As such, admitting to "a little" sexism or "a little" racism is viewed by many
as a one way slippery slope of perception where their friends and colleagues
will soon be viewing them as those aforementioned examples of undiluted evil.

Additionally, from a tactical / practical point of view, it may be unwise to
admit anything in front of HR, which generally exists primarily to protect the
company's ass from liability, and only incidentally to protect the employees.
No one wants to be written up or sent to sensitivity training.

------
vezzy-fnord
Interesting. I didn't see that much negative attitudes after the story was
cleared out, actually most were sympathetic. The main disagreements were how
the story was massively pinned everywhere as one of sexism, when the main
conflict involved another woman, and then the man who reversed Horvath's
commits appeared to hold a grudge, not necessarily sexist attitudes.

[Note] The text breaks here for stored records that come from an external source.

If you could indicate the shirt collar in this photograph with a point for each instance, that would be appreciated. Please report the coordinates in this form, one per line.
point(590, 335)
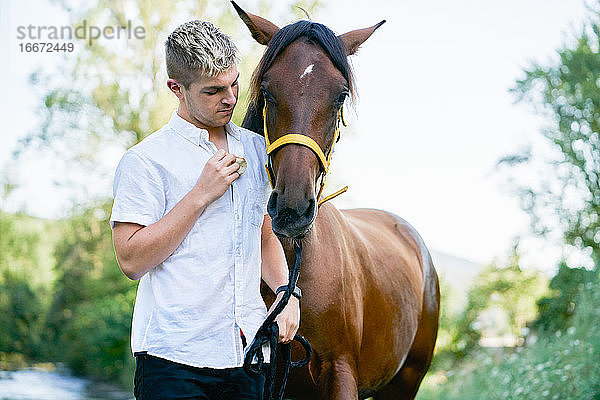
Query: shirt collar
point(194, 134)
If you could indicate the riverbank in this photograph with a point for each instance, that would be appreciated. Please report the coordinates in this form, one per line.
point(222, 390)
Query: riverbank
point(43, 383)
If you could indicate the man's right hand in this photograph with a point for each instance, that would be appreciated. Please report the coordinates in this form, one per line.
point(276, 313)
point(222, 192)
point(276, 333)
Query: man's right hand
point(216, 177)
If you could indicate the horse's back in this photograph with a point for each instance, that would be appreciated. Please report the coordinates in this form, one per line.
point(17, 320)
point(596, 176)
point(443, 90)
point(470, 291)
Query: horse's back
point(399, 289)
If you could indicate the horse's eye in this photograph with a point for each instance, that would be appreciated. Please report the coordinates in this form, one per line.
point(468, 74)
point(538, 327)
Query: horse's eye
point(341, 98)
point(267, 96)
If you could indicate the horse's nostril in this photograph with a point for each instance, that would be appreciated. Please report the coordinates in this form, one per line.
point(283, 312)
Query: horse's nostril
point(310, 210)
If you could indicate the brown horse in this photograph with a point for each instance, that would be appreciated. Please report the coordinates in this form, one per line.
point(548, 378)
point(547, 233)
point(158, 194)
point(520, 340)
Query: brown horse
point(370, 291)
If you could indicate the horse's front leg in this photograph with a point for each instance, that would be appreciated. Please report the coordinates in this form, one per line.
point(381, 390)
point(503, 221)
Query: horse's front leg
point(336, 380)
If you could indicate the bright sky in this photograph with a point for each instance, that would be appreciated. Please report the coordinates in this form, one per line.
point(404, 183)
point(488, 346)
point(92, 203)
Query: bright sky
point(433, 118)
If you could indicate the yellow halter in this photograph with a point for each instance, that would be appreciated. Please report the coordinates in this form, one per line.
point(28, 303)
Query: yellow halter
point(306, 141)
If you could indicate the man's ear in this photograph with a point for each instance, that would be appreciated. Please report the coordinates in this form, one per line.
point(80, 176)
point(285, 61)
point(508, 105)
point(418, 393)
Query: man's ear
point(262, 30)
point(353, 39)
point(175, 87)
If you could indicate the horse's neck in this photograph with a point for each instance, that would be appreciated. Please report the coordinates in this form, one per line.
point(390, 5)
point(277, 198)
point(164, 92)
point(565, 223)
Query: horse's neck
point(253, 120)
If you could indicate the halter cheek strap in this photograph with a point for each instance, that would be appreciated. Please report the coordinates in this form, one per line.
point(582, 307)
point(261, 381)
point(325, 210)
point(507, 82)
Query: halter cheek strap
point(303, 140)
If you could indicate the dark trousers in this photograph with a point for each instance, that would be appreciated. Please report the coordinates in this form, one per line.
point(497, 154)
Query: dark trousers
point(160, 379)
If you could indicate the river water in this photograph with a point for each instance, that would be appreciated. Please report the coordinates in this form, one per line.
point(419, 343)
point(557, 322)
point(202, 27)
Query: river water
point(40, 384)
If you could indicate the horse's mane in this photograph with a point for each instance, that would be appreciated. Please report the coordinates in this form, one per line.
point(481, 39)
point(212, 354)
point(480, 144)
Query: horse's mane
point(312, 31)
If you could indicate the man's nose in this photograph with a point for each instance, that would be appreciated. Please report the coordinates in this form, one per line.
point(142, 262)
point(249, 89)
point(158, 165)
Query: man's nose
point(229, 97)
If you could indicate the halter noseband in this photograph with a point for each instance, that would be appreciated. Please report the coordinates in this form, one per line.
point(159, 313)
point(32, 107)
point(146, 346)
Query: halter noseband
point(304, 140)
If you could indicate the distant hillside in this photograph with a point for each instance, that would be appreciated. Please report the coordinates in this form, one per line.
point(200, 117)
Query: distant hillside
point(456, 273)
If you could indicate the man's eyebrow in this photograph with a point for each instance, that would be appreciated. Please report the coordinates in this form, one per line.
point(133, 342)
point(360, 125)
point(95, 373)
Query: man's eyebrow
point(220, 87)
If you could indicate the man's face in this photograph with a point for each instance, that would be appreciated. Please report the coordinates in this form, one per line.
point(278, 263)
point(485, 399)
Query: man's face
point(210, 101)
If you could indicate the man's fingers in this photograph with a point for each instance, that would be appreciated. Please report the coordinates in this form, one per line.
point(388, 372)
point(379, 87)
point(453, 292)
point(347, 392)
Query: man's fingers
point(227, 160)
point(218, 155)
point(231, 168)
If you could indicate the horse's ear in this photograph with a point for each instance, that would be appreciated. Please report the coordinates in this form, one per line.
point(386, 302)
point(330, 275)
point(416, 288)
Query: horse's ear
point(261, 29)
point(353, 39)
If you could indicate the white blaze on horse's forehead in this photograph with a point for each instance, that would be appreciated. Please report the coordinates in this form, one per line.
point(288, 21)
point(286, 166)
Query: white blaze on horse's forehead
point(308, 70)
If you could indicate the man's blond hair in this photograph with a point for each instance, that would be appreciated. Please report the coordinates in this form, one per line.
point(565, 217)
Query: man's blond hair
point(198, 48)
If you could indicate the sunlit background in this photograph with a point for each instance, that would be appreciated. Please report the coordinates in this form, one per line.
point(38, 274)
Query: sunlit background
point(436, 113)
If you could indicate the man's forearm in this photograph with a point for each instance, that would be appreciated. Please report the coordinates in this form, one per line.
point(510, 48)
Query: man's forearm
point(149, 246)
point(274, 268)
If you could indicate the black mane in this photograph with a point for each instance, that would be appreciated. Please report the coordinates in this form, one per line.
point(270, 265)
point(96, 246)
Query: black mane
point(313, 31)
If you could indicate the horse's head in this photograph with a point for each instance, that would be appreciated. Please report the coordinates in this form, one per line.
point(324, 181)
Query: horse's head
point(300, 85)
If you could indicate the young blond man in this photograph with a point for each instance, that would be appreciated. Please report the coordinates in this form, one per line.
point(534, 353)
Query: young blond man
point(195, 232)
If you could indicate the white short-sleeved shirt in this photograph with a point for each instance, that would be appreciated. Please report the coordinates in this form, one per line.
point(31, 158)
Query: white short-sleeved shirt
point(190, 308)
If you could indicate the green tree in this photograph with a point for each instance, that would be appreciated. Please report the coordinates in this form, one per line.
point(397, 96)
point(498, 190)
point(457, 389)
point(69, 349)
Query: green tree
point(555, 312)
point(90, 316)
point(22, 296)
point(509, 290)
point(567, 92)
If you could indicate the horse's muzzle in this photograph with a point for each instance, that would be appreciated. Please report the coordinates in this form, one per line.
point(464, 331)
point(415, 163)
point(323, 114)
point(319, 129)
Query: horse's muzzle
point(291, 222)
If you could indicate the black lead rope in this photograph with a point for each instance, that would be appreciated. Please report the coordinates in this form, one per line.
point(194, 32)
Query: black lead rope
point(269, 333)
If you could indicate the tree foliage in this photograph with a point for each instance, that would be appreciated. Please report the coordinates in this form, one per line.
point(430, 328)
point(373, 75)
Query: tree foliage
point(567, 91)
point(509, 290)
point(555, 312)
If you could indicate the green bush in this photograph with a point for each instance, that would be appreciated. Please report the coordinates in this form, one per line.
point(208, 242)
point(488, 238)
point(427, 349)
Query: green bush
point(562, 366)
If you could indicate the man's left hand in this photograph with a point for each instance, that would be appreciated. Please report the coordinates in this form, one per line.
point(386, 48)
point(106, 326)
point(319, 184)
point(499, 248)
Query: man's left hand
point(288, 320)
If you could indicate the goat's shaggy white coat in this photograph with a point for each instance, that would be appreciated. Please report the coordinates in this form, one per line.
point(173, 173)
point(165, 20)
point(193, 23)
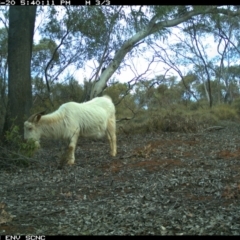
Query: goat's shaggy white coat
point(94, 118)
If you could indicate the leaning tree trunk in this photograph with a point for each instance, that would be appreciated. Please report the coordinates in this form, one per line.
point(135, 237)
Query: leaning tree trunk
point(20, 40)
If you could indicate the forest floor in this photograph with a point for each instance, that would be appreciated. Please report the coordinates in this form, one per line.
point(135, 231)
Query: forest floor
point(159, 184)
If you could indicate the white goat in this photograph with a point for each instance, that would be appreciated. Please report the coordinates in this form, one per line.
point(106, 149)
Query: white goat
point(94, 118)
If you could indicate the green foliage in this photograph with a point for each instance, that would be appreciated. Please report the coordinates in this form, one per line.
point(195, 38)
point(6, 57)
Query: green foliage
point(18, 151)
point(225, 112)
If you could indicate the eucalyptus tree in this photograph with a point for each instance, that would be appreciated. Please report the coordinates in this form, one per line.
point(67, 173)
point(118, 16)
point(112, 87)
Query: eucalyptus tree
point(20, 38)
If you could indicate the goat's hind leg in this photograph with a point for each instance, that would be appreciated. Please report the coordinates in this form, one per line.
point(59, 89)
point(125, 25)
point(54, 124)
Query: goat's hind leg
point(111, 134)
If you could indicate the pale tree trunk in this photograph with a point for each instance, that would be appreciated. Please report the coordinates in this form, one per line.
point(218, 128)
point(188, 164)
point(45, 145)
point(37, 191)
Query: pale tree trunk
point(20, 40)
point(153, 26)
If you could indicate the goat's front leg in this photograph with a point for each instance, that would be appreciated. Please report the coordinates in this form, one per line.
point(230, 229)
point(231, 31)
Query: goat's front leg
point(71, 150)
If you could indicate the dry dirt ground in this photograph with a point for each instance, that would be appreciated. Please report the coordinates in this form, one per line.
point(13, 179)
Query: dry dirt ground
point(159, 183)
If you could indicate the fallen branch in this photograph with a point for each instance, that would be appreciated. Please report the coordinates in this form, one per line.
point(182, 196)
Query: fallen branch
point(214, 128)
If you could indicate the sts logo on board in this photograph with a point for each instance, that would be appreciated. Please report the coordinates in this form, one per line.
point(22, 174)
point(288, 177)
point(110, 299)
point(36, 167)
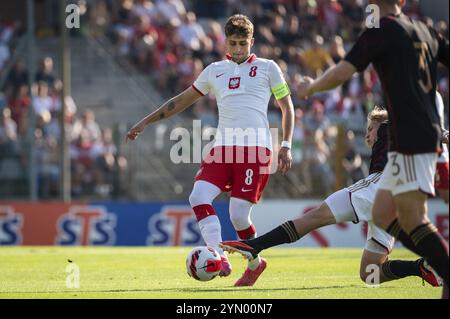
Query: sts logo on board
point(10, 226)
point(86, 225)
point(174, 226)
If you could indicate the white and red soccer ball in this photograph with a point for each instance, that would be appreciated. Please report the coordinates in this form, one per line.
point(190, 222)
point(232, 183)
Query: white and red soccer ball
point(203, 263)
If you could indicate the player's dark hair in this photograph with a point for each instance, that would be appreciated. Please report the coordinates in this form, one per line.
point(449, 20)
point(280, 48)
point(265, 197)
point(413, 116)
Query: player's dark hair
point(378, 114)
point(239, 25)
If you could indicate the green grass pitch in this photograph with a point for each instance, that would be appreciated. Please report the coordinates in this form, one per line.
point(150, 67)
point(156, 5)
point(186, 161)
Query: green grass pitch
point(149, 272)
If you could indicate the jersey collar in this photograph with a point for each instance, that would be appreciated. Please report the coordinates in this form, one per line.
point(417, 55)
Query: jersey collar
point(249, 60)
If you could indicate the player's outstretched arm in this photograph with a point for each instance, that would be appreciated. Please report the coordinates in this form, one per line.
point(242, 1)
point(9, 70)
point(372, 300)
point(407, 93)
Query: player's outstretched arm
point(331, 79)
point(173, 106)
point(284, 155)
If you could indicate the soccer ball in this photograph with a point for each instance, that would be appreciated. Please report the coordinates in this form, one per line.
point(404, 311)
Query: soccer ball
point(203, 263)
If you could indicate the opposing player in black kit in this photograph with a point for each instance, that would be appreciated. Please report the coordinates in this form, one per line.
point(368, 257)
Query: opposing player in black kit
point(405, 53)
point(353, 203)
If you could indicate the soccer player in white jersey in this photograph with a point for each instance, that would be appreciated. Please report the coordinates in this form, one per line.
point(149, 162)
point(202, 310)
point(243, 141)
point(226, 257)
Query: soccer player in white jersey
point(241, 157)
point(442, 168)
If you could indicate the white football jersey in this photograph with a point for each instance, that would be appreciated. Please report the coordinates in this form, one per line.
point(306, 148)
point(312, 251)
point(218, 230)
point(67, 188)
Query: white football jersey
point(243, 92)
point(444, 158)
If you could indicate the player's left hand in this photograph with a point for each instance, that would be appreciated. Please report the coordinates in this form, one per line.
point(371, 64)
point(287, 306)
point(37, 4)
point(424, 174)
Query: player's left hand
point(284, 160)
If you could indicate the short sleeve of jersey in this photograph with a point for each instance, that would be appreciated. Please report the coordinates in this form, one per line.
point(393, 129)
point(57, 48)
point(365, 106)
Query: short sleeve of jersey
point(278, 84)
point(202, 84)
point(367, 48)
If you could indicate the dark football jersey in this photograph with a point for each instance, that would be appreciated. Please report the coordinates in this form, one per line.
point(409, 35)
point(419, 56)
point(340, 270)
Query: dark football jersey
point(405, 54)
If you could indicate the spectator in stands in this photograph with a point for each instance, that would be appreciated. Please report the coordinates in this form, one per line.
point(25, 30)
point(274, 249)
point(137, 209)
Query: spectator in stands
point(315, 119)
point(171, 10)
point(330, 12)
point(353, 18)
point(317, 59)
point(4, 54)
point(45, 72)
point(42, 103)
point(90, 127)
point(17, 77)
point(19, 108)
point(48, 165)
point(144, 42)
point(104, 154)
point(337, 51)
point(191, 32)
point(82, 164)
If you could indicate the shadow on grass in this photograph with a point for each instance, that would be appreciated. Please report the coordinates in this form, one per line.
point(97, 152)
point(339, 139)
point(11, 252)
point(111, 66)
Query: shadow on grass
point(192, 290)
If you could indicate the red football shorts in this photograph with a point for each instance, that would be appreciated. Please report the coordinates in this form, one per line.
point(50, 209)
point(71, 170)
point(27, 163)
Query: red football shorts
point(240, 169)
point(441, 180)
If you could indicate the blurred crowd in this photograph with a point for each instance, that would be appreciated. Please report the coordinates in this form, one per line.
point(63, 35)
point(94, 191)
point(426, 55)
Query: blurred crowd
point(93, 153)
point(173, 41)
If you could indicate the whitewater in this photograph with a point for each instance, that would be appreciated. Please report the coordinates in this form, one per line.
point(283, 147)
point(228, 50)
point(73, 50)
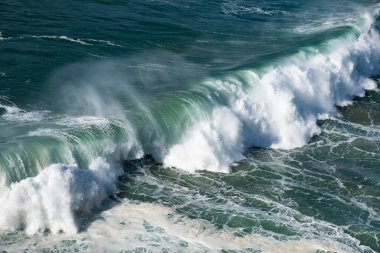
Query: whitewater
point(60, 167)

Sorry about the incident you describe, but I'm having a hard time
extrapolating it to systemic racism. It appeared that it was an uneducated
punk trying to impress a love interest through the only brutish way he knows:
violence. He also needs to intimidate you somehow, and your race stands out.
So what do you think he's going to do, in that case? Comment on your race, of
course. People of lower caliber tend to focus on these superficialities.

Oh, and they also tend to be highly effective insults. There's that, too. If
your goal is to offend, racial slurs are an invaluable tool.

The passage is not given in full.